Open AccessAssociation of the p53 or GSTM1 polymorphism with the risk of nasopharyngeal carcinoma: A meta-analysis
Author(s) -
Mu-Yun Wu,
Shujing Huang,
Dong Liu,
Peng Miao,
Fan Yang,
Xicheng Wang
Publication year - 2015
Publication title -
molecular and clinical oncology
Language(s) - English
Resource type - Journals
SCImago Journal Rank - 0.442
H-Index - 7
eISSN - 2049-9469
pISSN - 2049-9450
DOI - 10.3892/mco.2015.700
Subject(s) - nasopharyngeal carcinoma , meta analysis , odds ratio , confidence interval , medicine , oncology , genetic model , biology , subgroup analysis , hepatocellular carcinoma , genotype , oncogene , gastroenterology , cancer , bioinformatics , gene , genetics , cell cycle , radiation therapy
p53 and glutathione S-transferase M1 ( GSTM1 ) are the most popular suppressor genes. Several previous studies demonstrated positive associations of these gene polymorphisms with numerous cancer types, including hepatocellular cancer, while the association between p53/ GSTM1 polymorphisms and the nasopharyngeal carcinoma (NPC) risk was inconsistent and underpowered. However, no studies investigating the combinational effect of these two genes on NPC risk were performed. To confirm the effects of p53 and GSTM1 polymorphisms on the risk of NPC, a meta-analysis of all the available previous studies associating p53 and GSTM1 with the risk of NPC was performed. A comprehensive search of PubMed, Web of Science and SD database until November 2014 was performed to identify the relevant studies. The data were extracted by two independent authors and pooled odds ratio (OR) with 95% confidence interval (CI) was calculated. Meta-regression and subgroup analyses were performed to identify the source of heterogeneity. Finally, five studies with 1,419 cases and 1,707 controls were included for the p53 polymorphism and three studies with 837 cases and 1,299 controls were included for the GSTM1 polymorphism. Regarding p53, a significantly increased NPC risk was observed in the overall population (C vs. G, OR, 1.245; 95% CI, 1.045-1.483; P=0.014; additive models: CC vs.
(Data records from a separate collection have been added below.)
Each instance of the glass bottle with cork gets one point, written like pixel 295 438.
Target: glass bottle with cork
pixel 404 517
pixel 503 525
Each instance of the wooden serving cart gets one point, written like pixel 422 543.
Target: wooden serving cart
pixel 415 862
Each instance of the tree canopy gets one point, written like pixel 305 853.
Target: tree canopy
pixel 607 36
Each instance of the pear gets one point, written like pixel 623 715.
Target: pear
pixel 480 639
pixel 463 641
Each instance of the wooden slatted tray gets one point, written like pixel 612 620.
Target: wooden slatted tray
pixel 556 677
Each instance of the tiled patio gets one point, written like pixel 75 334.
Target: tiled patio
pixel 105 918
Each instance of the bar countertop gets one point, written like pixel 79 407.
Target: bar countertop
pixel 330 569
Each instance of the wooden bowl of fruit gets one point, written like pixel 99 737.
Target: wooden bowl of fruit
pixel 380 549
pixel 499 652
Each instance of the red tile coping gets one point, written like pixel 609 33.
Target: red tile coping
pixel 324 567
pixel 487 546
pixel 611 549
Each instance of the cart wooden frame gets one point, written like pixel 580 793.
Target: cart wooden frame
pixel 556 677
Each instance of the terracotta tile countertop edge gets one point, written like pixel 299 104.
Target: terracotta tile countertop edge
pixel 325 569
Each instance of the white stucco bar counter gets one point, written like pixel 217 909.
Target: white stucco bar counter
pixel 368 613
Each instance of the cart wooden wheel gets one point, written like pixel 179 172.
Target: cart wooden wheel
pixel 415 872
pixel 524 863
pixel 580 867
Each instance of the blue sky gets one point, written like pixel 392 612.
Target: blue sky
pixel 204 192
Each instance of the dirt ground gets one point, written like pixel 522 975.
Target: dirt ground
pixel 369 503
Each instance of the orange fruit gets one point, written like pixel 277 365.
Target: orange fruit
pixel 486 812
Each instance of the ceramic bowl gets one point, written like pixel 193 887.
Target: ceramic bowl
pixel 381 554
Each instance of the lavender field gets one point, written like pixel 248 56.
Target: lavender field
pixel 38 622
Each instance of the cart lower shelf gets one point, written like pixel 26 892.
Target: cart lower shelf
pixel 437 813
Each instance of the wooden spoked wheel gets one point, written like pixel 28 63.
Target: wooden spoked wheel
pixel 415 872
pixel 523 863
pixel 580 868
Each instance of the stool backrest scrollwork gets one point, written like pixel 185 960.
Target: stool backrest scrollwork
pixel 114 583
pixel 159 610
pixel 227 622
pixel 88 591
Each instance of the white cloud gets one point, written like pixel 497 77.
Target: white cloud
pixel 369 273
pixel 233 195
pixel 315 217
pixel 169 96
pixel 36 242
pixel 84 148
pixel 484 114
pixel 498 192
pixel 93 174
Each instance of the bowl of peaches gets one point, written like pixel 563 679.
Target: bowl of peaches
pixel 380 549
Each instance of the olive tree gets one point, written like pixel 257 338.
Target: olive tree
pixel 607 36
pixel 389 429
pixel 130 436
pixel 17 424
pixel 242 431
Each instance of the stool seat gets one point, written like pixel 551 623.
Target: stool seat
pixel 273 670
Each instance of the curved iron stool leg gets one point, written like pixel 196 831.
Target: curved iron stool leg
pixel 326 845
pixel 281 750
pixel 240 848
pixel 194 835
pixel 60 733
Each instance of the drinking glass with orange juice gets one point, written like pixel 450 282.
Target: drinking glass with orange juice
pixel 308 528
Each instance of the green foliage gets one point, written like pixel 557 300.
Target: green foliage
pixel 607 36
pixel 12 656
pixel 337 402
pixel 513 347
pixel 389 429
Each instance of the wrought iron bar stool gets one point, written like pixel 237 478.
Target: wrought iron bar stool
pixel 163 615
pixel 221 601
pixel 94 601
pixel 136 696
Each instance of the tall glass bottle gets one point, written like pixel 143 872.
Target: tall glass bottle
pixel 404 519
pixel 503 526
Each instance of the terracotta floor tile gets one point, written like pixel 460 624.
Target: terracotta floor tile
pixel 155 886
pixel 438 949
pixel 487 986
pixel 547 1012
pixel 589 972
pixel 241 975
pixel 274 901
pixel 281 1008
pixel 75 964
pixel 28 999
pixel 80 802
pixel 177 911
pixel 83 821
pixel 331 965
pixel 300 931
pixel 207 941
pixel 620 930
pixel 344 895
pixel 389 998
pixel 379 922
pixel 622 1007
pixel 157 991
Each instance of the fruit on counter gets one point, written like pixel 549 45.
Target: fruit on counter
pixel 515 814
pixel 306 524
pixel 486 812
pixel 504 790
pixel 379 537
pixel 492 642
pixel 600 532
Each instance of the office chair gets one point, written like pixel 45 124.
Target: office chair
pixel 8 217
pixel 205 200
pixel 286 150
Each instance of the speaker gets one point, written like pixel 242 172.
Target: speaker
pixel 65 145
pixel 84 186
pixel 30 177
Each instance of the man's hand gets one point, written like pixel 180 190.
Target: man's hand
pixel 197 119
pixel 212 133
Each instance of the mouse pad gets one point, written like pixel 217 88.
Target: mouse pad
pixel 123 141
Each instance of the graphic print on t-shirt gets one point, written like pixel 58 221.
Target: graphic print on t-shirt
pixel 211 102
GG, OR, 1.579; 95% CI, 1.100-2.265; P=0.013 and CG vs. GG, OR, 1.230; 95% CI, 1.039-1.456; P=0.016; dominant model, OR, 1.321; 95% CI, 1.127-1.549; P=0.001; recessive model, OR, 1.429; 95% CI, 1.017-2.009; P=0.040). Concerning GSTM1 , a significantly increased NPC risk was observed in the overall population (null versus non-null, OR, 1.282; 95% CI, 1.075-1.530; P=0.006). In the subgroup analyses stratified by the source of controls, a significant association of p53 with NPC risk was also demonstrated, while no association with GSTM1 was observed. Therefore, the p53 G72C polymorphism may have a susceptible role in the carcinogenesis of NPC, while genetic deletion of GSTM1 may contribute to increased susceptibility to NPC. Further large and well-designed studies are required to confirm this association.